After Jerpoint Park, we traveled on to Waterford, where we would get a tour of the famous crystal factory, called Waterford Crystal. However, our tour didn’t start until three in the afternoon and we had arrived just before two. This gave us an hour of free time to do with as we pleased. I was in need of a restroom and technical assistance with my cellphone, as it had shut itself down and refused to start up.

Across the street from the factory was a what I assumed was a professional building, but ultimately turned out to be the Georgian museum, one of three museums within five minutes walking distance of the crystal factory. Right next to the Georgian museum was one dedicated to the Medieval era, but I opted for Reginald’s Tower. At four euros, how could I pass up any type of museum?

Reginald's Tower and replica viking ship.
Reginald’s Tower and replica viking ship.

Reginald’s Tower is the oldest civic building in Ireland, as well as the only urban monument to retain a Norse or Viking name (1). Had I more than one spare hour before the tour of the crystal factory, I would have made a point to visit the Georgian and the Medieval museums as well as the Tower. Something to look forward to when I plan my next visit to the Emerald Isle.

Once inside the museum, you are greeted by the relations desk and shop. The stone stairwell leading to the top of the tower is worn down by centuries of people climbing them – it’s a little unnerving to realize that you’re stepping on the same paths others had taken years earlier or decades or millennia, even (2).

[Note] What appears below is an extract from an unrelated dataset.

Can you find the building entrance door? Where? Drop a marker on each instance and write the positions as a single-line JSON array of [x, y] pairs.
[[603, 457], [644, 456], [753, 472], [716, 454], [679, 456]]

In addition to being worn, the stairwell is narrow to the point of being claustrophobic. There is no railing, only a rope and that is tied off onto the wall, not the empty space opposite. I often found myself holding onto the steps themselves in order to keep my balance (narrow, worn and, fortunately, practically steep enough to be a ladder).

I was able to climb high enough to reach the third floor, but mild claustrophobia and vertigo convinced me to turn back. It’s not bad enough to keep me from attempting climbs, but it does make it uncomfortable to the point where I need to make decisions about continuing on or going back.

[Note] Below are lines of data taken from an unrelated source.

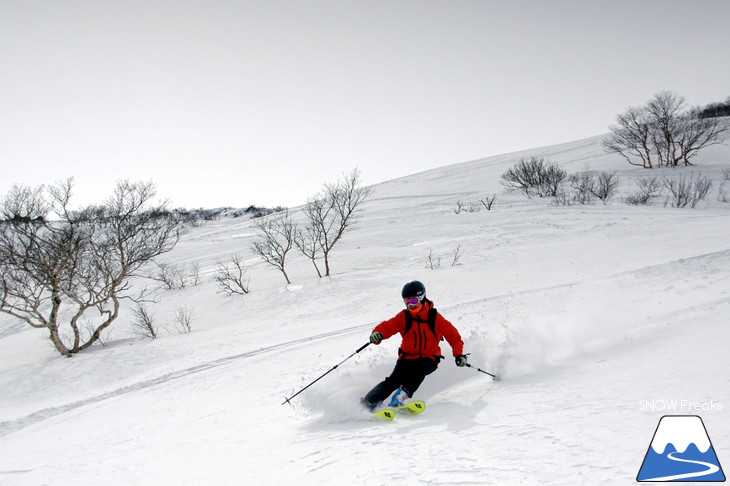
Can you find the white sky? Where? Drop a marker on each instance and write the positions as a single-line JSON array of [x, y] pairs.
[[237, 102]]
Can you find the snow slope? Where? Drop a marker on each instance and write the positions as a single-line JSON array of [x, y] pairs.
[[599, 319]]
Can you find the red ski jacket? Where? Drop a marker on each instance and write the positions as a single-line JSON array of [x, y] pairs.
[[420, 341]]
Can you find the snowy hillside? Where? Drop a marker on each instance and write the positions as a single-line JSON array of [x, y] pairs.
[[599, 319]]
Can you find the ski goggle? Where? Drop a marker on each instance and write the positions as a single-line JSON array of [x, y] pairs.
[[412, 301]]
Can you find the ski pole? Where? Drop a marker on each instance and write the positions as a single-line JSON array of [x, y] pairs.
[[287, 400], [494, 377]]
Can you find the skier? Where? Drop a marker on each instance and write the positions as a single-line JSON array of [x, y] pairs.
[[421, 328]]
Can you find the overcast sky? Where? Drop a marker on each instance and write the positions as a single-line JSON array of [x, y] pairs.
[[238, 102]]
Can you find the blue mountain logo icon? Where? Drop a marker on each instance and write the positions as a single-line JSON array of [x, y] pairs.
[[681, 451]]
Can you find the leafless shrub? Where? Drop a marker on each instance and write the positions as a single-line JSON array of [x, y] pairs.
[[331, 213], [231, 276], [276, 239], [535, 176], [650, 188], [664, 132], [456, 256], [589, 185], [183, 319], [144, 324], [433, 262], [81, 261], [173, 277], [488, 201], [688, 191]]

After my tour of the Tower, I made my way to First Street and was able to find a cellphone shop that took care of my phone. I realize this sounds incredibly mundane (I’m in Ireland!), but this was on a Sunday and most businesses are closed on Sundays. So it was a stroke of luck to find one that was open.

I also found a bookshop (I have an unnerving ability to do that), browsed through their displays of books about the Easter Rising of 1916 and got a cup of coffee (one of three cups the entire time I was there – I drank more tea than coffee).

I was back at the crystal factory with a few minutes to spare. This tour of the factory showed us how the crystal is made, from sports trophies to the panels that go on the New Year’s Eve ball in Times Square, New York. It is an amazing experience and one I highly recommend.

By all means, visit the more well-known cities, like Dublin or Galway or Belfast, but if you don’t make the journey to Waterford, you’re missing a lot.

*****
(1) Quote from the Wikipedia article.
(2) This is true regardless of what part of the world you’re in – I live in a valley that had been inhabited by Native Americans long before the Europeans arrived.